After much thought, I have temporarily committed to Linux/UNIX named pipes as the primary IPC mechanism. The pros of this choice include robustness, reasonable speed, and a wide range of support for multi-thread, multi-core, and multi-server parallelism. The primary downside: lack of Windows compatibility.
The HAL0 portfolio-optimization suite can still run on Windows, but for now Windows parallelism is limited to thread-level scalability on a single machine.
Linux and UNIX programs often communicate very well together with streaming data. [For this post, I’ll used the term Linux to generally refer to Linux and/or UNIX]. Streaming data has its limitations, however. Perhaps the biggest limitation is “large-grain granularity”. By this I mean that an interaction involves loading the program (high-latency), processing the stream, closing the program. Streaming is expensive for fine-grain ad hoc requests because of the open/close overhead.
Named pipes (especially when properly paired) are an elegant way around the open/close overhead issue.
It is often a simple task to modify a Linux program to support named pipes. It does not matter if said program is written in C++, Python, Java, Ruby, Perl, shell, etc. If a program can be modified to accept input from a named pipe and write results to another named pipe, it can be integrated with other program that supports a common name, pipe-based API. HAL0 financial software does just that.
HAL0 software forms the core engine or kernel of the Sigma1 portfolio software. In parallel mode, HAL0 spawns worker jobs that compute portfolio metrics. HAL0 gathers, organizes, and evaluates the results. Then, based on the past and current wave of results, HAL0 identifies the most fruitful next wave of results to explore and “farms out” the next wave of computing. This is the primary means of achieving scalability: the worker jobs are distributed to other cores and other other servers. These “other” compute resources perform the massive heavy-lifting in parallel, speeding up computation immensely.
When there are enough worker jobs, there comes a point when the worker jobs cease to be the primary compute-speed limiter. This is where Amdahl’s law really kicks in. At some point maximum speedup is achieved, limited by the “core” processes ability to send, wait for, receive and process worker-job data.
If the “core” (or master or “boss”) process itself can be split into parallel processes, an additional level of scalability kicks in. This core HAL0 algorithm is designed to do just that.

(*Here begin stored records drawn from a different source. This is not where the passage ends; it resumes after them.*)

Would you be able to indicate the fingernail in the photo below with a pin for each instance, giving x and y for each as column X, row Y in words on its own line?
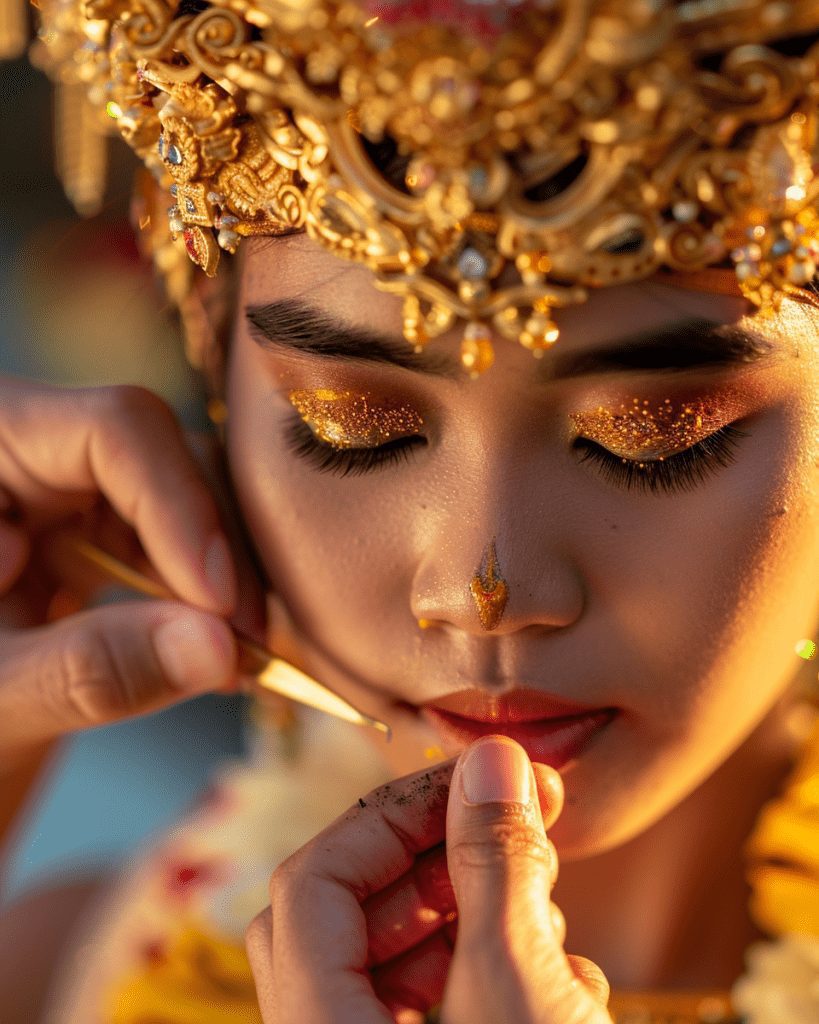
column 497, row 769
column 197, row 653
column 220, row 572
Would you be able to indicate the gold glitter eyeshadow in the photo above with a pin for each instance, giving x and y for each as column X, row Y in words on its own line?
column 642, row 431
column 344, row 419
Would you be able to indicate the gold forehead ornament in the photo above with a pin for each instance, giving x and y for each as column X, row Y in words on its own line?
column 488, row 162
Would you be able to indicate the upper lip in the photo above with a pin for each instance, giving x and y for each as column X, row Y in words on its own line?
column 523, row 705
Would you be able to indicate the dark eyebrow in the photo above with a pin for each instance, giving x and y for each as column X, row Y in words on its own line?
column 690, row 343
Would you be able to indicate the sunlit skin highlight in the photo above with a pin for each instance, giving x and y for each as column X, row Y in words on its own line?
column 725, row 566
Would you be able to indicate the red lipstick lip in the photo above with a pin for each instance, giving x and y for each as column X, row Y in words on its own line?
column 515, row 707
column 552, row 741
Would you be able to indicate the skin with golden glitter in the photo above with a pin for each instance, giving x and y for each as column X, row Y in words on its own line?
column 642, row 430
column 489, row 591
column 345, row 420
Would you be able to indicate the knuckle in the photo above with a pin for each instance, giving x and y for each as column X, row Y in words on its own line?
column 88, row 677
column 285, row 881
column 493, row 842
column 257, row 934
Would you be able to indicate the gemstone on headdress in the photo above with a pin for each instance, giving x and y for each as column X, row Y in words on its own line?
column 685, row 212
column 472, row 264
column 202, row 249
column 477, row 353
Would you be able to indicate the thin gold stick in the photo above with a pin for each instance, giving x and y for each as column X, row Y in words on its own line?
column 257, row 664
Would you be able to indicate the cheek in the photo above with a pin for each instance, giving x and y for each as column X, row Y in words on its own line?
column 701, row 598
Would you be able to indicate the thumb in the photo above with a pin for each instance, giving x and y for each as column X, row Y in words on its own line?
column 499, row 857
column 502, row 865
column 108, row 664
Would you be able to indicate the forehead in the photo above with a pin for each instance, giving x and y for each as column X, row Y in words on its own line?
column 296, row 266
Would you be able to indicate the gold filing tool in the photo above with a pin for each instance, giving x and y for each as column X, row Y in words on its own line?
column 266, row 670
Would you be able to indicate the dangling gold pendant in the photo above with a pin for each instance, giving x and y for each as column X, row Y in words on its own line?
column 489, row 590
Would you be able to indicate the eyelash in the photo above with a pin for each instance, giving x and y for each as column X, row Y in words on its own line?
column 683, row 471
column 349, row 462
column 680, row 472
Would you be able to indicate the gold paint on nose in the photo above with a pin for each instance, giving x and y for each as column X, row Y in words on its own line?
column 489, row 590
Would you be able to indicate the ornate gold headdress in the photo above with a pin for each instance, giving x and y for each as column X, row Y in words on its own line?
column 487, row 161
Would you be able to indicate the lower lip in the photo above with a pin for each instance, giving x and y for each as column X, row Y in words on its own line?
column 551, row 741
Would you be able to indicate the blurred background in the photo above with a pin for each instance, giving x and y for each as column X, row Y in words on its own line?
column 79, row 307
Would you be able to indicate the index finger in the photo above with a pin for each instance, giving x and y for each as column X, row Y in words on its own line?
column 319, row 939
column 125, row 443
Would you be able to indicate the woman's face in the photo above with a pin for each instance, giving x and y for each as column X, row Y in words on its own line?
column 374, row 486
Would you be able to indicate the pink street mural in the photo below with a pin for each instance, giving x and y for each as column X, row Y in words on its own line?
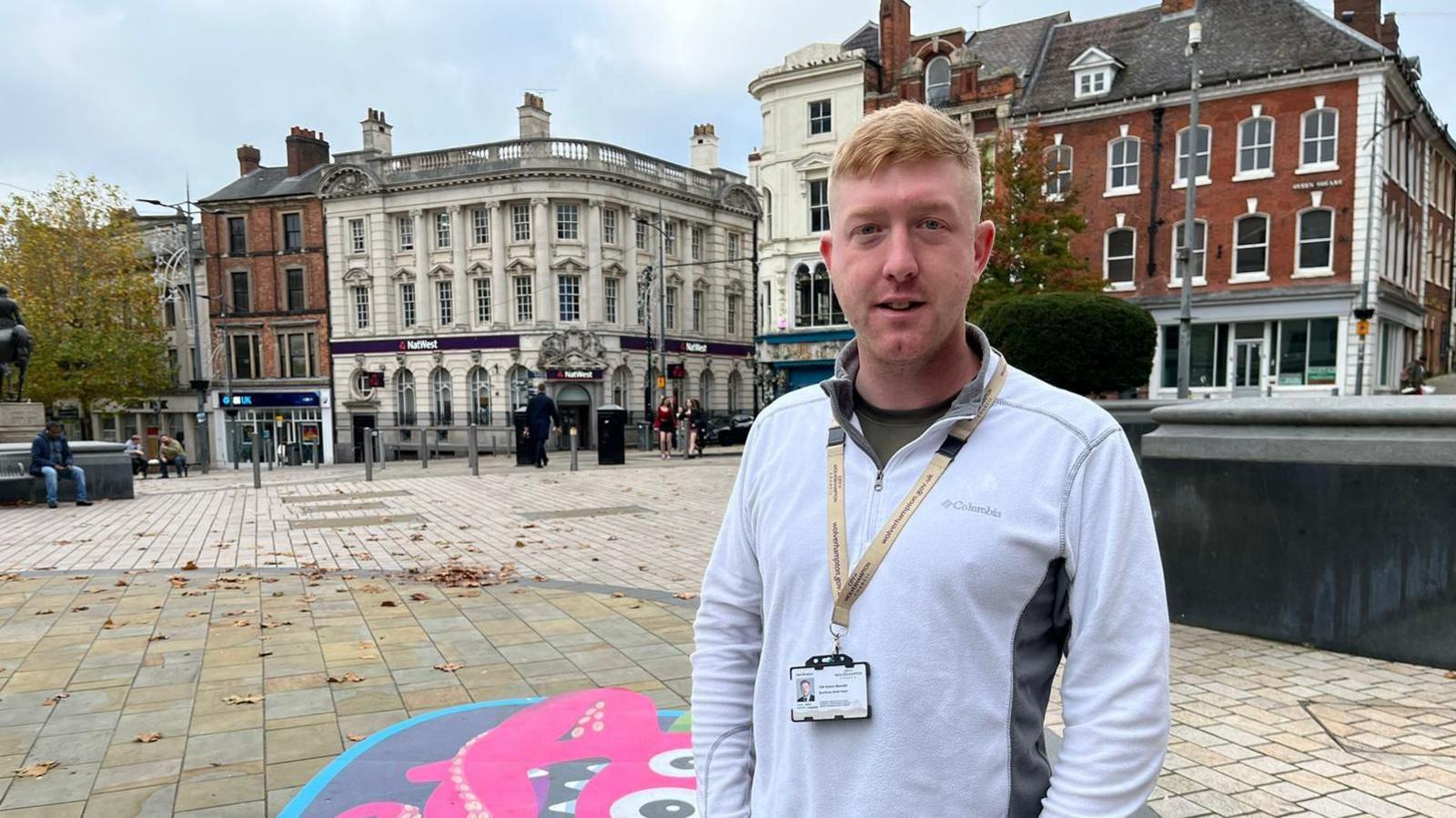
column 592, row 752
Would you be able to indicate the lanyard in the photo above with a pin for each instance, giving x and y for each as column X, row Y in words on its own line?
column 848, row 591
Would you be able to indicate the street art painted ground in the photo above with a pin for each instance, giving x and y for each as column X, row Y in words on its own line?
column 592, row 754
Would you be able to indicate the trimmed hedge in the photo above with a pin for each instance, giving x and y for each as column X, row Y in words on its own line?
column 1084, row 342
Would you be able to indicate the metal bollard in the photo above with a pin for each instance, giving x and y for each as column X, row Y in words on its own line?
column 258, row 473
column 473, row 447
column 369, row 454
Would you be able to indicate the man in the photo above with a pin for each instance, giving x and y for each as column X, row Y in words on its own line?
column 171, row 453
column 541, row 418
column 1034, row 539
column 51, row 459
column 138, row 456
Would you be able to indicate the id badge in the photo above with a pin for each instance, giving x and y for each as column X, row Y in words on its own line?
column 830, row 687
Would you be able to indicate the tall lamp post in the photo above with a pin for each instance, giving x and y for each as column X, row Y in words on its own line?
column 198, row 381
column 1365, row 312
column 1190, row 226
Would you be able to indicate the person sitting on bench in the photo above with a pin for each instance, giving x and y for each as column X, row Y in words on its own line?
column 138, row 456
column 171, row 453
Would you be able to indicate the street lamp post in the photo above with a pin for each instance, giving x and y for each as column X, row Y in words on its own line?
column 198, row 381
column 1190, row 225
column 1365, row 312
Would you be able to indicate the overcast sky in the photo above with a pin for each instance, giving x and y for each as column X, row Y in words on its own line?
column 152, row 94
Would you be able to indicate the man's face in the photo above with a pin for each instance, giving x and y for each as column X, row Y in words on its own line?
column 905, row 249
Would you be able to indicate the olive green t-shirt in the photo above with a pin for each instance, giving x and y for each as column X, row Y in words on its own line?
column 888, row 429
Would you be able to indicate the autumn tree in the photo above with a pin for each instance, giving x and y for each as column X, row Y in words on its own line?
column 75, row 261
column 1036, row 213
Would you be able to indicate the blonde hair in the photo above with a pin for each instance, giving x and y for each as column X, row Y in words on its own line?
column 909, row 131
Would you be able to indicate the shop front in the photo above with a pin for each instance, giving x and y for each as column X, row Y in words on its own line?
column 288, row 429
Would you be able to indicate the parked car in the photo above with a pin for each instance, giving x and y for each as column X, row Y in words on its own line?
column 730, row 431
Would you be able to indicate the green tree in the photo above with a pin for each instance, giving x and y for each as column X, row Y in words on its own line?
column 75, row 261
column 1033, row 250
column 1085, row 342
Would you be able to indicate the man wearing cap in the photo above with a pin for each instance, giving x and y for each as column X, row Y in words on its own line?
column 51, row 459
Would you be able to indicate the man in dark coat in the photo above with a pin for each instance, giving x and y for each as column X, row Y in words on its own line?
column 541, row 417
column 51, row 459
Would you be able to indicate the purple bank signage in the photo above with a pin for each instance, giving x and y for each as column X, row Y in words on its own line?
column 426, row 344
column 692, row 347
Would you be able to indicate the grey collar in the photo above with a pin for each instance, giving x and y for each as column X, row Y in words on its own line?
column 841, row 389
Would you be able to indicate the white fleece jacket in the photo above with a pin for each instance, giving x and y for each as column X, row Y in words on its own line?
column 1038, row 540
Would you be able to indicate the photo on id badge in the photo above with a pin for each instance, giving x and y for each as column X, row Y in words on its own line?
column 826, row 692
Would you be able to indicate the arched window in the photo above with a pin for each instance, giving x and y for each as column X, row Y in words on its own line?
column 705, row 392
column 1059, row 170
column 519, row 380
column 734, row 389
column 441, row 398
column 621, row 385
column 938, row 82
column 478, row 383
column 405, row 398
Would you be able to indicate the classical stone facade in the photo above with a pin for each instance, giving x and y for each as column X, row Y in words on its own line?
column 459, row 277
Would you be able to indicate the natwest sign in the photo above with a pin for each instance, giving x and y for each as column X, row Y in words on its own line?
column 572, row 374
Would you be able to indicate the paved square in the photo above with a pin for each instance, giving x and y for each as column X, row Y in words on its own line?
column 258, row 648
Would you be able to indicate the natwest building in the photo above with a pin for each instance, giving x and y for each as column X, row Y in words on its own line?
column 269, row 310
column 1286, row 213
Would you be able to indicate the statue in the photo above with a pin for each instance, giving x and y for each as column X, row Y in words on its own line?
column 15, row 345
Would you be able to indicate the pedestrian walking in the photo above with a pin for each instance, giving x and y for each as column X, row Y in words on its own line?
column 541, row 418
column 979, row 524
column 666, row 425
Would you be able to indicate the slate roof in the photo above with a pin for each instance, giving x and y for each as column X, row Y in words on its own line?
column 1241, row 39
column 866, row 38
column 271, row 182
column 1016, row 46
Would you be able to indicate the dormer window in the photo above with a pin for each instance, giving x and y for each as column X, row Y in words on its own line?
column 1094, row 72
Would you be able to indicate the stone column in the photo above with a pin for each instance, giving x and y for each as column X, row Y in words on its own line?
column 422, row 313
column 458, row 239
column 501, row 306
column 594, row 300
column 545, row 294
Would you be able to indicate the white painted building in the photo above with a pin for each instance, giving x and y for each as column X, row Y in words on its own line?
column 458, row 277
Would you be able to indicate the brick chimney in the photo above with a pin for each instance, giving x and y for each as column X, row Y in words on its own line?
column 1365, row 16
column 895, row 34
column 535, row 118
column 248, row 159
column 306, row 150
column 378, row 133
column 703, row 147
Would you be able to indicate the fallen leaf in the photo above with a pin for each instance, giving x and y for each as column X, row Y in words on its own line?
column 249, row 699
column 36, row 771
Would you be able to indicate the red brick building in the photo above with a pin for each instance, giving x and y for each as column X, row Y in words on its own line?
column 267, row 267
column 1290, row 99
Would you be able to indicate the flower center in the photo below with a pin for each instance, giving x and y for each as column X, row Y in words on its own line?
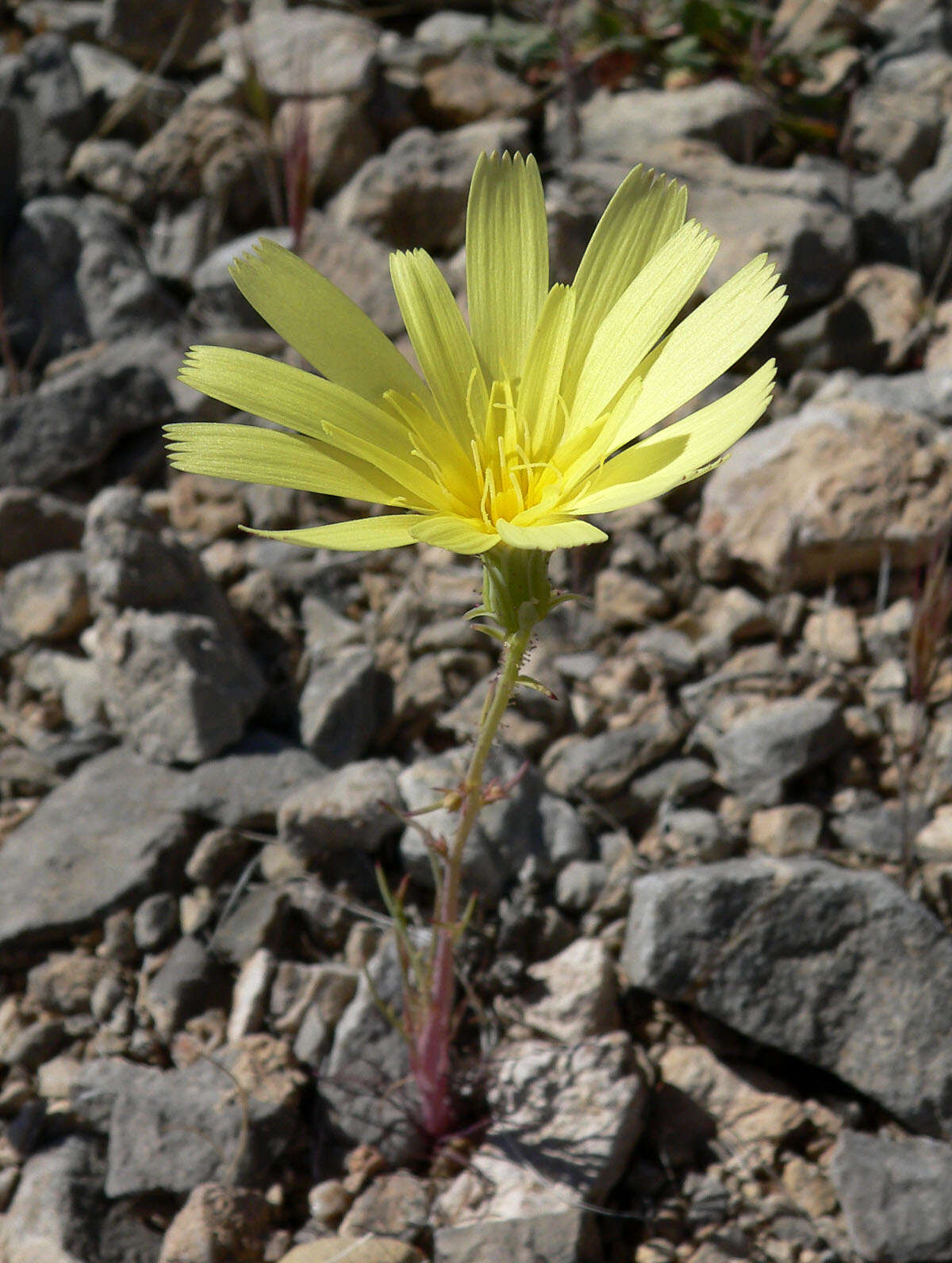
column 510, row 476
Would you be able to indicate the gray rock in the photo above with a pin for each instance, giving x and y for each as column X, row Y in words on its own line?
column 56, row 1210
column 256, row 921
column 170, row 1131
column 927, row 393
column 504, row 835
column 219, row 853
column 76, row 682
column 108, row 79
column 695, row 834
column 674, row 782
column 179, row 687
column 394, row 1205
column 894, row 129
column 42, row 91
column 188, row 981
column 565, row 836
column 98, row 1085
column 881, row 830
column 355, row 808
column 578, row 885
column 36, row 1043
column 98, row 842
column 927, row 219
column 244, row 789
column 896, row 1196
column 628, row 124
column 770, row 744
column 341, row 706
column 604, row 766
column 34, row 523
column 46, row 597
column 571, row 1115
column 364, row 1084
column 414, row 194
column 559, row 1237
column 837, row 968
column 74, row 420
column 147, row 33
column 307, row 52
column 132, row 561
column 178, row 240
column 155, row 921
column 831, row 488
column 451, row 32
column 75, row 275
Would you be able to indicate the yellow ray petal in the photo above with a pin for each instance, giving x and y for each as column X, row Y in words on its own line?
column 441, row 340
column 360, row 535
column 556, row 532
column 322, row 324
column 706, row 344
column 311, row 405
column 640, row 317
column 250, row 455
column 643, row 213
column 457, row 535
column 654, row 466
column 506, row 260
column 542, row 380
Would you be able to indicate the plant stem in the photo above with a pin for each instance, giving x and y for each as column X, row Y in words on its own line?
column 431, row 1050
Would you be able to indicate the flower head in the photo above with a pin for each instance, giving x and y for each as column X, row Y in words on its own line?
column 519, row 426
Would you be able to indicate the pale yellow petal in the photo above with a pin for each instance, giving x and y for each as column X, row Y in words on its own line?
column 360, row 535
column 556, row 532
column 643, row 213
column 321, row 322
column 706, row 344
column 441, row 340
column 506, row 260
column 251, row 455
column 680, row 452
column 639, row 317
column 542, row 380
column 311, row 405
column 459, row 535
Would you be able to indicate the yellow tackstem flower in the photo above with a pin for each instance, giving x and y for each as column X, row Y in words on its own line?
column 522, row 424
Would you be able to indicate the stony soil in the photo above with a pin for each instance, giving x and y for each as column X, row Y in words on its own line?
column 708, row 983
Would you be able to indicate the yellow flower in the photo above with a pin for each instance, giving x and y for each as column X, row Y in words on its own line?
column 520, row 424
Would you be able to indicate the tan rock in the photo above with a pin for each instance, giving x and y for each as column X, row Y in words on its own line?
column 580, row 993
column 939, row 354
column 808, row 1188
column 219, row 1226
column 835, row 633
column 792, row 829
column 890, row 302
column 744, row 1109
column 827, row 492
column 354, row 1250
column 467, row 90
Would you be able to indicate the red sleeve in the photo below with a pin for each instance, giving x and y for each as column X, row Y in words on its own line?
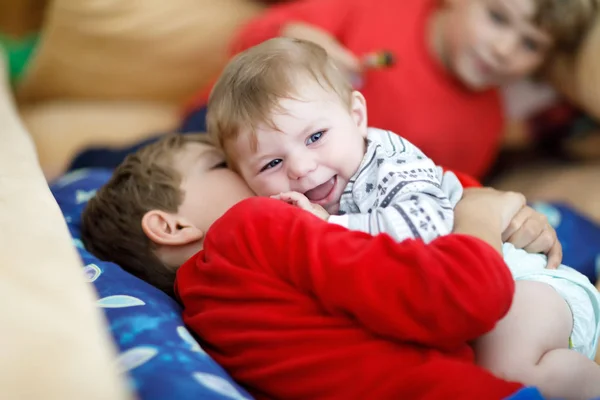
column 329, row 15
column 439, row 295
column 465, row 179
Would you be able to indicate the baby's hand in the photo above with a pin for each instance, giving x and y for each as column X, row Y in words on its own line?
column 301, row 201
column 530, row 230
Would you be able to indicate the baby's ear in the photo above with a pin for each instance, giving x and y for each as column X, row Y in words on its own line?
column 167, row 229
column 359, row 112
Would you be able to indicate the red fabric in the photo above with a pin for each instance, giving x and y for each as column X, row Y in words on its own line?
column 416, row 98
column 296, row 308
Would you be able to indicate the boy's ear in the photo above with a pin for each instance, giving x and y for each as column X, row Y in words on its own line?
column 359, row 112
column 168, row 229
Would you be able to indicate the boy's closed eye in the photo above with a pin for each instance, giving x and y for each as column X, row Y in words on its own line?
column 531, row 45
column 497, row 16
column 220, row 165
column 271, row 164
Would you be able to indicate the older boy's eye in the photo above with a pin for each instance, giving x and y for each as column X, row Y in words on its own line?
column 498, row 17
column 315, row 137
column 531, row 44
column 221, row 165
column 271, row 164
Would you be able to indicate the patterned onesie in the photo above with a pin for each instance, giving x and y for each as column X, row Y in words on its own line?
column 399, row 191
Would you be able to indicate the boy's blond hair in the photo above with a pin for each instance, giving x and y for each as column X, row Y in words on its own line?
column 250, row 87
column 112, row 219
column 566, row 21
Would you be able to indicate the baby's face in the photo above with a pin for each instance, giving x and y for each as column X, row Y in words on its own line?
column 317, row 148
column 488, row 43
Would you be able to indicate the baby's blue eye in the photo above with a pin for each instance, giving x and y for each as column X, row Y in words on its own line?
column 531, row 44
column 271, row 164
column 315, row 137
column 497, row 17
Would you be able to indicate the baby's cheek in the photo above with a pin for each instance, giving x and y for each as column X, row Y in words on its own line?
column 267, row 187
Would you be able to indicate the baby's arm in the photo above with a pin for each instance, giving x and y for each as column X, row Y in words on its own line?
column 439, row 295
column 412, row 198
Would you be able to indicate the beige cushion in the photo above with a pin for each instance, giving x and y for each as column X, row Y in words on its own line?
column 132, row 49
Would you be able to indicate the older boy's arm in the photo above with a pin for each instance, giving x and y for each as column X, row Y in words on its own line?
column 330, row 16
column 54, row 340
column 438, row 295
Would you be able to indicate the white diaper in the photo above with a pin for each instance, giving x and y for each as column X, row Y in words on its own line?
column 581, row 296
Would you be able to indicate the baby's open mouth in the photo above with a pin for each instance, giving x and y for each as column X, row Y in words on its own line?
column 322, row 191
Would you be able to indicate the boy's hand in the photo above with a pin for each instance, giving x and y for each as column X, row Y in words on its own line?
column 530, row 230
column 485, row 213
column 344, row 59
column 490, row 205
column 301, row 201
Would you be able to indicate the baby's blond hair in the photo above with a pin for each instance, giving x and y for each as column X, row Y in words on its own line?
column 253, row 83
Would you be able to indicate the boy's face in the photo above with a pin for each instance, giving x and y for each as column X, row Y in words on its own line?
column 487, row 43
column 210, row 189
column 318, row 147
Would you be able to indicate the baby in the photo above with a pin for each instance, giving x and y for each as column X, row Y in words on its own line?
column 293, row 128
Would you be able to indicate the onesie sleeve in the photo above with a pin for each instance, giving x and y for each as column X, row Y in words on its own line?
column 439, row 295
column 401, row 192
column 331, row 16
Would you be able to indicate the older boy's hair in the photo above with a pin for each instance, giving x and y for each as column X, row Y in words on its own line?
column 250, row 87
column 567, row 21
column 112, row 219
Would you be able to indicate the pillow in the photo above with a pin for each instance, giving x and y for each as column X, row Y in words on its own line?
column 162, row 358
column 148, row 50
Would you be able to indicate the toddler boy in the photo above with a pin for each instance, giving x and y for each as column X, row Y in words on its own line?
column 293, row 128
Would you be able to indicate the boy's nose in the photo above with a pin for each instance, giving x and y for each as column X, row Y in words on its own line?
column 505, row 45
column 300, row 167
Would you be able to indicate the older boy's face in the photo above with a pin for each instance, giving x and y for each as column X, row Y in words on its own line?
column 210, row 188
column 318, row 147
column 492, row 42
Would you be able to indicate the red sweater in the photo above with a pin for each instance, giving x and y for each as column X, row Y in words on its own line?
column 296, row 308
column 416, row 98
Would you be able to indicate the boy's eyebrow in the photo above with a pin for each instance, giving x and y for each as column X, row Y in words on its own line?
column 312, row 126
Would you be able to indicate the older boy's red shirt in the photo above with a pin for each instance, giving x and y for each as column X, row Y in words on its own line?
column 296, row 308
column 416, row 98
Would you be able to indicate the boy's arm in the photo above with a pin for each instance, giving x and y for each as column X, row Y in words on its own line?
column 329, row 16
column 439, row 295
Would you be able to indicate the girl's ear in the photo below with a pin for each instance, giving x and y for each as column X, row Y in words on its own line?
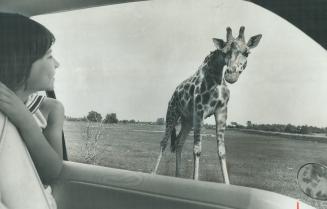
column 220, row 44
column 254, row 41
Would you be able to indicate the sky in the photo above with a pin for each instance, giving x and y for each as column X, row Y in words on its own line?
column 128, row 59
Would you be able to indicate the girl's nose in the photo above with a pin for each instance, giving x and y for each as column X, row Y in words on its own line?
column 57, row 64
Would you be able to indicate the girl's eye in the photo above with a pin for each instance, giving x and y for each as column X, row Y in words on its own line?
column 246, row 54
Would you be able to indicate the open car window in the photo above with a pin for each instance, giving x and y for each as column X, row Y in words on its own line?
column 120, row 65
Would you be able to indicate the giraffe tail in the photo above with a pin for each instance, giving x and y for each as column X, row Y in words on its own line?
column 173, row 141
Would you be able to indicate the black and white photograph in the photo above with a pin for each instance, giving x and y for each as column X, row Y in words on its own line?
column 163, row 104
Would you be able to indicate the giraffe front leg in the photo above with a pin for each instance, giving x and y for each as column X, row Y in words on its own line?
column 221, row 118
column 197, row 146
column 186, row 128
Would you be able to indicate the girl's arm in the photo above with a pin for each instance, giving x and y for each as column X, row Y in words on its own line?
column 46, row 159
column 54, row 111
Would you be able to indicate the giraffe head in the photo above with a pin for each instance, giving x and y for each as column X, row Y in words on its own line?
column 235, row 51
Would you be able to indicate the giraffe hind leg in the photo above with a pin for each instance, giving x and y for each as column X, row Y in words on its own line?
column 170, row 129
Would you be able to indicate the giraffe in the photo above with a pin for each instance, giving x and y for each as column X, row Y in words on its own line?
column 205, row 94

Based on preliminary estimates, it can scale efficiently to 4 cores, delivering up to a 3.5X core speedup. Additionally the current HAL0 periphery for each HAL0 instance scales efficiently to up to 10-ways, providing about a 6X additional speedup per instance (depending on IPC latency). Ideally, Sigma1 portfolio-optimization software can provide up to a 21X speedup (3.5 times 6) operating in parallel mode versus single-CPU mode.
There are many caveats in the preceding paragraph. Right now I am focused on implementing and testing scalability, less so than on optimizing it. For example I am currently implementing single-kernel instance scalability in a manner than is deterministic, repeatable, and producing results identical to single-CPU operation. This limits the speedup, but makes regression testing practical. Regression testing in turn helps keep the code robust and reliable.
Portfolio-Optimization Software for the Enterprise
So far, ensuring that Sigma1 portfolio software is capable of massive scalability has roughly tripled the software development effort. This is obviously slowing time-to-market, but I continue to believe it is worth the effort and schedule impact. First, scalability is a key product differentiator for enterprise-level customers. Second, supporting scalability from day 1 is much easier and more reliable that trying to retrofit scalability into an intrenched software architecture.